I told myself a lot of things, but none could yank the thorn of betrayal embedded in my heart.
My wife. My best friend.
I could feel the pressure building in my blood and behind my eyes.
Breathe. Just breathe.
This was a perfectly nice bed. It would be a damn shame to smash it up; a shame to rip into the mattress and tear out the stuffing; to snap the frame under stomping feet and demolish the walls with a bedpost sledgehammer. All of it a damn shame.
I
had
to stop thinking about them.
I rolled onto my side. A lopsided curtain hung over the door, lopsided because the withered fabric had lost its grip on a third of the rings. A triangle of light came through where the curtain hung folded over. I followed the glowing beam’s path past three figures on the wall—two geckos and one Jesus—followed the beam down to where it died on the floor.

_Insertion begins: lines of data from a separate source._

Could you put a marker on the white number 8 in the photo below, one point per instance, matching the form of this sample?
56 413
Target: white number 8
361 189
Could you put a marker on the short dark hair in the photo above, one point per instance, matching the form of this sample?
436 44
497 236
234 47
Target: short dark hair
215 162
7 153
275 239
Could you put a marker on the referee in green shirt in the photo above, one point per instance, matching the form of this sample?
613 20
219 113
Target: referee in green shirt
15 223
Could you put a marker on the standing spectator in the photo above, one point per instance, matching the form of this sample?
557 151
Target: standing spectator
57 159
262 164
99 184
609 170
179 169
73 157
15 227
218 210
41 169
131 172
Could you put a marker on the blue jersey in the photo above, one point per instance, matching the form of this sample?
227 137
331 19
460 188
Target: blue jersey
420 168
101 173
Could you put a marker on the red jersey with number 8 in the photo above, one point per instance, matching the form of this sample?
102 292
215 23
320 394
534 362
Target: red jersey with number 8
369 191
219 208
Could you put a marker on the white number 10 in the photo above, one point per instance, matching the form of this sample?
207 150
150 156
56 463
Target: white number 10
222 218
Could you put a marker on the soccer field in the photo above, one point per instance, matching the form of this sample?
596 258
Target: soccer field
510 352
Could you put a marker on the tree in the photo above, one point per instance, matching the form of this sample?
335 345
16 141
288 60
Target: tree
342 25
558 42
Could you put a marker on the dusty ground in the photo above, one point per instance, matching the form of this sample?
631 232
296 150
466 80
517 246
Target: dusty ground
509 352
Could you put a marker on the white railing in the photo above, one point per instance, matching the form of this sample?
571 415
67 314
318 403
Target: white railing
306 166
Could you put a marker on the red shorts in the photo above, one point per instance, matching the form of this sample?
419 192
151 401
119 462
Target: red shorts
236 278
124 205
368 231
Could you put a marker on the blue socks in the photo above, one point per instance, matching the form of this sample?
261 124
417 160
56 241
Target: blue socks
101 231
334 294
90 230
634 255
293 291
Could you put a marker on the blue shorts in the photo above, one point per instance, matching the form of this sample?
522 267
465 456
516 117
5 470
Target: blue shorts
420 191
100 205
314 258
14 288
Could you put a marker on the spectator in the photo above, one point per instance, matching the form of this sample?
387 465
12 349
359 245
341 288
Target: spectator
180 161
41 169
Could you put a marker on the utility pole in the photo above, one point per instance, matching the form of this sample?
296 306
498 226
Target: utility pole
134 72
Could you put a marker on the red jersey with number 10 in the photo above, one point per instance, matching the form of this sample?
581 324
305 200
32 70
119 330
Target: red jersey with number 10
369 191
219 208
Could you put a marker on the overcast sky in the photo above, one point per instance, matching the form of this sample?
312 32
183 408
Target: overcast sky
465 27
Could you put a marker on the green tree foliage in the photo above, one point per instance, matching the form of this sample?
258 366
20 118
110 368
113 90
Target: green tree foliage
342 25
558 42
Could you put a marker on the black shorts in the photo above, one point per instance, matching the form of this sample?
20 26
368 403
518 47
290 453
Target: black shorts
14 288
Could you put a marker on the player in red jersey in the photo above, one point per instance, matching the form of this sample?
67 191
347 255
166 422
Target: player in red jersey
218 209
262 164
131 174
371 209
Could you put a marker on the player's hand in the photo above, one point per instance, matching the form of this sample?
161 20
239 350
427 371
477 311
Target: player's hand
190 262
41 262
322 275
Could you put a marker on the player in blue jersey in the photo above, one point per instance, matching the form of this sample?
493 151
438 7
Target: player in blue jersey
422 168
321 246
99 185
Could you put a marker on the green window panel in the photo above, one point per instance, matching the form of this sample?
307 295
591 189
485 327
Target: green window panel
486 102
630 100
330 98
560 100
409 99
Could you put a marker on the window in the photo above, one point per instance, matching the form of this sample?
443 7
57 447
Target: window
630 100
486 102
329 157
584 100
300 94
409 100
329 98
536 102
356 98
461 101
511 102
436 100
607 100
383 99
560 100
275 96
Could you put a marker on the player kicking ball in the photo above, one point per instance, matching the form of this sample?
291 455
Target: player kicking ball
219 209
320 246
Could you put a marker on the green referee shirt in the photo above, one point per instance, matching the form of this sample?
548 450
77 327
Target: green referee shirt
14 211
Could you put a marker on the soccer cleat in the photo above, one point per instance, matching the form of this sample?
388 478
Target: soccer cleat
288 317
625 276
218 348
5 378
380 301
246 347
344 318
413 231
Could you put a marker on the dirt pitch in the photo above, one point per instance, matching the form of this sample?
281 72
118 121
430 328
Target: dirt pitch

A church guesthouse. That was what this place was, where Maria had set us up for the night. It was one of several attached buildings surrounding a courtyard with a fountain and a blinking sign that read,
HE DIED FOR YOUR SINS.
Deluski slept a couple doors down. I’d peeked in on him when I arrived. He’d been snoring with a twisted, strangled sheet snaking between and around his limbs. I wasn’t the only one with restless dreams.
I’d also spotted the phone on the dresser by his bed. A cheap, anonymous phone. No doubt, Deluski had used it to erase his movie. First chance he got, he’d connected up and deleted that era of his life.
I stretched out my legs. I could barely see the dimly lit Jesus staring at me from his perch on the crucifix nailed to the wall. He died for my sins. So did Kripsen and Lumbela.